When physicians think of medical device litigation, it usually brings to mind products liability claims against the device's manufacturer. Such primary litigation is a problem for device manufacturers but not a direct threat to physicians using the devices. The problem for physicians is secondary litigation. Secondary litigation arises from medical devices that perform properly but increase litigation against the physicians who use them. Safety devices such as monitors have generated most secondary litigation, although it can occur with life-supporting devices as well. The best-documented example of secondary litigation is that due to obstetric fetal monitors. The problems that arose from fetal monitors have implications for selection of new technologies by physicians and hospitals.

Electronic fetal heart monitors and pulse oximeters illustrate a continuum from devices that increase secondary litigation to those that decrease it.
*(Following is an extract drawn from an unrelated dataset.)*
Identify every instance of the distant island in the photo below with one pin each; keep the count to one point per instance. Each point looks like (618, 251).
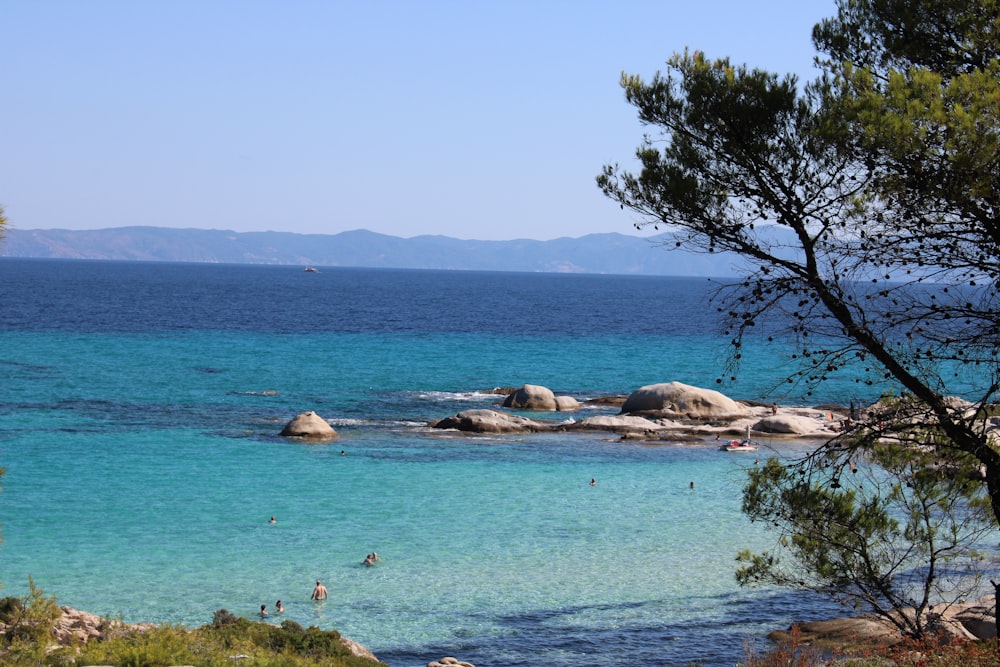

The widespread use of fetal heart monitors was accompanied by a dramatic increase in obstetric malpractice litigation. It is certain that factors other than fetal heart monitors were primarily responsible for this increase. It is also certain, however, that the use of these monitors did not decrease litigation and, in the cases where fetal heart monitor records are available, these records increase the probability of litigation when a baby is born damaged. Conversely, the widespread adoption of pulse oximetry in the operating room was accompanied by a dramatic reduction in malpractice claims against anesthesiologists. These monitors appear to be among the primary causes of this reduction in claims. They clearly are not being used against anesthesiologists in the way that fetal heart monitors have been used against obstetricians.

Secondary litigation does not imply a defectively designed product, at least not in the traditional sense. Fetal heart monitors perform accurately and reliably within the constraints of what they measure. Devices that are unreliable or otherwise directly dangerous to patients will be the target of primary litigation against the device manufacturer. Pure secondary liability is an issue for otherwise safe and well-engineered devices. Secondary liability becomes a problem when the device in question documents previously undocumented behavior indicating negligence on the part of the medical care providers, records data with ambiguous interpretations, and/or inappropriately leads to changes in medical care supervision, staffing, or patient contact because of reliance on the device.